The guide and designations make clear the conditions under which the more than 111,000 free songs on the site can be used. Brands can use the FMA search page to sort by license to find potential matches instead of going through so many songs individually. Plus, FMA has a Music for Video curator page that highlights songs that are more likely to be cleared for pairing with videos.

The basis for Creative Commons licenses is CC BY, which means a title can be remixed and used commercially as long as the creator gets proper credit. A CC BY-SA (Attribution-ShareAlike) license, for instance, would likely be fine to use for marketing purposes, as long as the artist was properly credited. However, if a commercial is made with an SA license, it would have to be released under the identical license.

Other CC licenses also require attribution but go on to indicate how artists allow their work to be used or if they need to be contacted about different types of use. Songs in the public domain (CC0) are free to use for any purpose, while FMA-Limited licenses mean songs are only available for listening purposes. Some music on the site is experimental in nature or field recordings and would likely not make sense for commercial usage.

FMA stresses the importance of contacting artists directly for clearance if there is any question about how a song might be used, which would be especially important for any commercial use. To make this easier, FMA includes artist profile pages that provide contact information for the musicians.

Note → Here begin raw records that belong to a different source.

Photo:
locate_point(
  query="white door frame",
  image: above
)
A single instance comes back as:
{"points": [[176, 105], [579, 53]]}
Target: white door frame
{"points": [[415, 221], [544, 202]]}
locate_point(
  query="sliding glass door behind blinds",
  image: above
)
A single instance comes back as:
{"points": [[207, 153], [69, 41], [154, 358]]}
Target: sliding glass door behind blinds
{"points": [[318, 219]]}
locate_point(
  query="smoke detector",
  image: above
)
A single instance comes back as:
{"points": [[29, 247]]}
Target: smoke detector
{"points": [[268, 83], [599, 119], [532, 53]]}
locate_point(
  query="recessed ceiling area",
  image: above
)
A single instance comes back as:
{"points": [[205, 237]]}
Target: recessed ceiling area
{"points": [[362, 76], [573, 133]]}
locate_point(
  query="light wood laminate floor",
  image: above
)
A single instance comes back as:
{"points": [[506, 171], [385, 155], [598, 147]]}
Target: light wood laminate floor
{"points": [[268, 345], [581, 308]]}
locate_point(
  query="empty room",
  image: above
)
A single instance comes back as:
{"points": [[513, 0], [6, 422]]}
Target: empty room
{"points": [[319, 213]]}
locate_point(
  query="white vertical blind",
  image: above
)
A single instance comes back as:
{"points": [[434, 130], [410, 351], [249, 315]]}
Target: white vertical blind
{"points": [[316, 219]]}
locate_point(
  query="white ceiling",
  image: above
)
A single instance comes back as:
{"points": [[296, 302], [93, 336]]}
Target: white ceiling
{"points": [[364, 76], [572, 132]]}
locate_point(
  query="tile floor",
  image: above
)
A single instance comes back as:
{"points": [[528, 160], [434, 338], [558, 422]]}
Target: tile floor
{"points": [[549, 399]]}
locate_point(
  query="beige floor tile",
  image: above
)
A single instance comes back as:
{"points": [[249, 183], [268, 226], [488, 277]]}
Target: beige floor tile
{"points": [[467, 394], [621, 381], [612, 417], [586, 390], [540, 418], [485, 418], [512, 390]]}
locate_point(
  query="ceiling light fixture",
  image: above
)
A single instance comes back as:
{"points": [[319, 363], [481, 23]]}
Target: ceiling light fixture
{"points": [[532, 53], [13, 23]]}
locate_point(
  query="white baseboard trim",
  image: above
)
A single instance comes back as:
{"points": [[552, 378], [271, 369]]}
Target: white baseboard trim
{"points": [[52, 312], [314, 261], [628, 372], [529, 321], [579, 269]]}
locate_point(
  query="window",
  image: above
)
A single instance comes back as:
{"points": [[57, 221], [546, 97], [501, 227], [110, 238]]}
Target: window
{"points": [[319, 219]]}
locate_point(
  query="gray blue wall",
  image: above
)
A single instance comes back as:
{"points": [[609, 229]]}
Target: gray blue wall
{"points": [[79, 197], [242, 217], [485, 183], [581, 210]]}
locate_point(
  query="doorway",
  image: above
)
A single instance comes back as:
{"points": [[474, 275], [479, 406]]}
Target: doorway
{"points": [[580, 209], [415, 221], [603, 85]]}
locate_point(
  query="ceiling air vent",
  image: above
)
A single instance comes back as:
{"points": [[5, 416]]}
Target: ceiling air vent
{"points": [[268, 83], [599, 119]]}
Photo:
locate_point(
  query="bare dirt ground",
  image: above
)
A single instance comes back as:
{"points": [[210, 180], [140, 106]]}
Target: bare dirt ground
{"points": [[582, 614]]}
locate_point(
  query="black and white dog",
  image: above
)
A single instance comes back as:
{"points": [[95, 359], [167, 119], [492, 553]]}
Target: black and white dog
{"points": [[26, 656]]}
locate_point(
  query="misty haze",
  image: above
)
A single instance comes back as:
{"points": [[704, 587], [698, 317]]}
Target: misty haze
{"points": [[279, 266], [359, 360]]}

Curators Put Emerging Artists in Position to Get Noticed

Artists who end up working with brands for commercially often benefit greatly. For example, Australian band Jet was unknown until Apple featured its song, “Are You Gonna Be My Girl?” in a commercial for iPods. The popularity of the ad campaign proved mutually beneficial for Apple and Jet with iPods dominating the MP3 player market and Jet’s debut album, Get Born, selling more than 3.5 million copies.

Now that’s not to say that any FMA artist that allows a marketer to use one of its songs in a commercial will go platinum, but exposure is key for unknown bands. FMA’s platform is helping artists get noticed while providing marketers and videographers with an easy method of finding memorable music that drives engagement with customers.

And since FMA only offers music from trusted curators, users of the site have come to expect songs that are worth their time. Other free music websites might host more songs, but FMA puts the focus on quality with every title on the site handpicked by established audiophiles.

This same level of quality benefits brands and marketers looking to attach their names to artists, who just might be the next big thing.